Norfolk is not a place where you’d necessarily expect to find a hotbed of innovative entrepreneurship. Not only did a single crop dominate the area but growers, save those on the marketing board, had no hand in selling it. As long as it worked, it was a great system, as a floor price pretty much guaranteed a profit for every pound farmers grew, along with a Dutch auction that generated premiums for above-average crops. But it provided no interaction between buyers and sellers. When growers brought their 50-pound bales of cured leaves to the auction warehouse, they weren’t even allowed into the area where the tobacco buyers were.

“I was growing 150,000 pounds a year but I knew nothing about marketing,” says Robert Koprich. “Basically, you just took your bales to the auction warehouse and a few days later, you got a cheque. That’s all I knew of marketing.”

Koprich pauses, looks around the room, and spreads his hands out wide.

“This is a big change,” he says with a wry smile as he surveys the scene.

That’s a considerable understatement. The room, retail headquarters for Purple Daze Lavender Farm (purpledazelavender.com), is housed in a walled-off corner of an equipment shed and is as far removed from the grit and grime of farming as could be imagined. Lacey lavender-coloured netting is strung along the ceiling, delicately drawn lavender flowers adorn the walls, and knickknacks and little jars – many bearing lavender bows – are everywhere. As he takes in his sweetly scented, lavender-hued surroundings, Koprich has the look of a man who still can’t quite believe where life’s journey has taken him.
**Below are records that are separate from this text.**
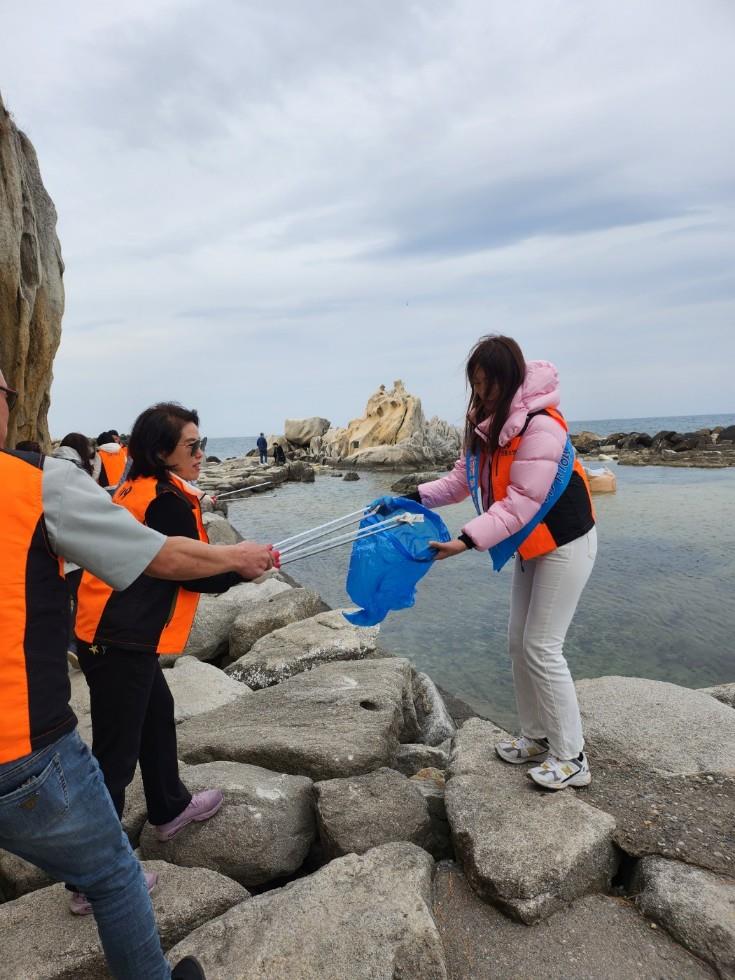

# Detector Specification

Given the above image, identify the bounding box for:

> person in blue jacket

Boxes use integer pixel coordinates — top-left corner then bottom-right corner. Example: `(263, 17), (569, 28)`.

(255, 432), (268, 463)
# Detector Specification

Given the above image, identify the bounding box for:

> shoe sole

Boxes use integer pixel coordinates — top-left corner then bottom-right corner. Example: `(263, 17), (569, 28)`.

(69, 871), (158, 915)
(528, 772), (592, 790)
(495, 745), (549, 766)
(156, 799), (224, 844)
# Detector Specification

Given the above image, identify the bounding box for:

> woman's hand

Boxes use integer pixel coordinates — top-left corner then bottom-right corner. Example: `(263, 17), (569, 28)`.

(429, 538), (469, 561)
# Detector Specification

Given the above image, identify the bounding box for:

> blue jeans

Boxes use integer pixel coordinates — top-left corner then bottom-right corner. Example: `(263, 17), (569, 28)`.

(0, 731), (171, 980)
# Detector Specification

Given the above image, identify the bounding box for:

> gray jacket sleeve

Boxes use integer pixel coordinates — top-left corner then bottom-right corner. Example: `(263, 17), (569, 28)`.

(43, 457), (166, 589)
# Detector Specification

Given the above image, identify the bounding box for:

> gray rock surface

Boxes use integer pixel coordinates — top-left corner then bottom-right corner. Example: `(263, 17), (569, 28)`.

(183, 579), (290, 660)
(0, 861), (248, 980)
(69, 667), (92, 748)
(391, 742), (449, 776)
(699, 684), (735, 708)
(122, 766), (148, 847)
(636, 857), (735, 978)
(0, 97), (64, 448)
(434, 862), (714, 980)
(140, 762), (316, 885)
(166, 657), (250, 725)
(169, 844), (447, 980)
(0, 850), (54, 902)
(222, 588), (328, 664)
(413, 673), (457, 745)
(177, 657), (413, 779)
(226, 609), (380, 690)
(410, 768), (454, 860)
(283, 416), (330, 447)
(314, 769), (432, 860)
(576, 677), (735, 775)
(202, 512), (243, 544)
(446, 719), (617, 923)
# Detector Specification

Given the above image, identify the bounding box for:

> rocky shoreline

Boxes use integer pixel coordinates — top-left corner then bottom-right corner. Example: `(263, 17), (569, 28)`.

(0, 502), (735, 980)
(572, 425), (735, 469)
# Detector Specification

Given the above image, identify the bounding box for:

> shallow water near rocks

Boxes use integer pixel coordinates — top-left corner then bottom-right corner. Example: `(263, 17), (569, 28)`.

(224, 463), (735, 728)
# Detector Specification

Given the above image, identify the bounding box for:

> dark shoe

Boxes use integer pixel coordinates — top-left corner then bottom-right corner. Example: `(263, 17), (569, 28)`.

(171, 956), (207, 980)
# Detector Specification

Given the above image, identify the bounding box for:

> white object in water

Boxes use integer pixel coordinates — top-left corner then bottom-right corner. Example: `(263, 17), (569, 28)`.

(585, 466), (618, 493)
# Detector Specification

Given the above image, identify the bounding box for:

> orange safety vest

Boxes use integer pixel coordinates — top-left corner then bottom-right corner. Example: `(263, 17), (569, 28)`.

(97, 446), (128, 487)
(0, 451), (76, 764)
(76, 476), (209, 654)
(491, 408), (595, 559)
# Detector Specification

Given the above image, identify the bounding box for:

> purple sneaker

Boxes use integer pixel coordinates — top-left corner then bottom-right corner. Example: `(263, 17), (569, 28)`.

(69, 871), (158, 915)
(156, 789), (224, 841)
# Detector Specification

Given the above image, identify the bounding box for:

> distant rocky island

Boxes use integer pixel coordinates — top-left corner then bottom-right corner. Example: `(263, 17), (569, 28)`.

(256, 380), (735, 471)
(572, 425), (735, 469)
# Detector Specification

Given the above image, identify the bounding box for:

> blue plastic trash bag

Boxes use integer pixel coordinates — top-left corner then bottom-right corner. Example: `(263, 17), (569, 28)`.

(343, 497), (451, 626)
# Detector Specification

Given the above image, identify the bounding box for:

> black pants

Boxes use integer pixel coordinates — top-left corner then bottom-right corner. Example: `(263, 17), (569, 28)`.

(77, 642), (191, 825)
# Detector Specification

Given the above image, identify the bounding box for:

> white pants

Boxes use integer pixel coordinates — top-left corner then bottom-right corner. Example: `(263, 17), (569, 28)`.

(508, 528), (597, 759)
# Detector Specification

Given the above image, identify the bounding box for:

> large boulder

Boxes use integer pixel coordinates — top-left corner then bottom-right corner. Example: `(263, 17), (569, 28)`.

(226, 610), (382, 688)
(314, 769), (432, 860)
(0, 97), (64, 447)
(577, 677), (735, 874)
(327, 381), (424, 456)
(576, 677), (735, 775)
(0, 861), (249, 980)
(393, 741), (451, 776)
(166, 657), (250, 725)
(320, 381), (461, 469)
(169, 844), (447, 980)
(178, 658), (415, 779)
(413, 672), (457, 745)
(202, 511), (243, 544)
(183, 579), (290, 660)
(699, 684), (735, 708)
(446, 719), (617, 923)
(636, 857), (735, 978)
(140, 762), (316, 886)
(0, 850), (54, 904)
(283, 416), (331, 446)
(434, 862), (713, 980)
(223, 588), (329, 664)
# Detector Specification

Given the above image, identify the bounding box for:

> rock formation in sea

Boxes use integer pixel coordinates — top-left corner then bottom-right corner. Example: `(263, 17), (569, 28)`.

(0, 97), (64, 446)
(309, 380), (460, 469)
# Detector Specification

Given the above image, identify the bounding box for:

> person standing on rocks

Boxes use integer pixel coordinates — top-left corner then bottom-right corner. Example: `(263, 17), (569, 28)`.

It’s not because he now sells things such as potpourri sachets and ‘dream pillows.’ It’s the fact that he’s in retail sales.

Where Koprich once grew one thing, he now has a multitude of products (30 and counting). Where he once had a single method of selling to a handful of largely anonymous buyers, he now has a host of sales channels and thousands of customers, many keen to ask questions about not just the products on these shelves, but about his farm and himself. It is still a source of wonder that after 30 years of largely farming on his lonesome, a steady stream of people now make their way down Highway 3, turn south onto County Road 16 (at the telephone poll wrapped in lavender-coloured netting), and then pull into his yard.

“I can’t say for sure how many people have come here since we started,” he says. “We’ve had people from all over the world, including places like Japan and Australia. But I can tell you, I sure didn’t expect that. It’s amazing.”

A former Mountie, Koprich returned to the family farm near Delhi in the mid  ‘70s, finally deciding in 2005 that he’d had enough of tobacco. But when he began growing lavender, he came at it with the mindset of a producer. He focused on finding a hardy variety (most of his 7.5 acres, soon to be 10, are a variety called English Munstead) and he built his own system for distilling the oil, planning to sell it to those making lavender products.

“I was just going to sell wholesale because as a tobacco grower, I knew nothing about retail,” he says.

But he always liked the flower, and remembered how they used to sell little rattan baskets filled with flowers at the Norfolk Fair when he was a kid. So he and wife Carolyn made a few simple products, and did a bit of retailing out of the back door. Things quickly took off. Just ask his neighbours, particularly on the first weekend after Canada Day, when the Kopriches hold their annual open house. It started out as a farm tour and the couple was pleasantly surprised when, despite minimal advertising, 150 people showed up. When 200 showed up the second year, they decided they were onto something.

“In the third year, we put up tents and had about 20 vendors, all of them selling totally local products, and we had 500 to 600 people show up,” says Koprich. “The next year, a TV station did a story on us and I was on CBC radio, and we had 1,500 people come here. You wouldn’t have believed it.”

The recession knocked those numbers down a bit but the ‘festival’ regularly attracts 1,000 people, who fill the couple’s yard for a chance to see the lavender fields in full bloom, buy his products or local crafts and foods, listen to a Celtic harpist, or catch the belly-dancing demonstration.

It’s the farm’s busiest time of the year but only barely, says Koprich.

“I had thought it would be something that would let me ease off,” he says. “But I’m busier than ever. This is 12 months a year and you’re always scrambling to keep up.”

The funny thing is Koprich doesn’t have to do this. The market for lavender oil is strong and he could easily wholesale all of his production. In fact, he has to hold back half of his oil for his own products.

“It’s a lot of work, but we’re seeing the results,” he says. “I can see making a living off of this.”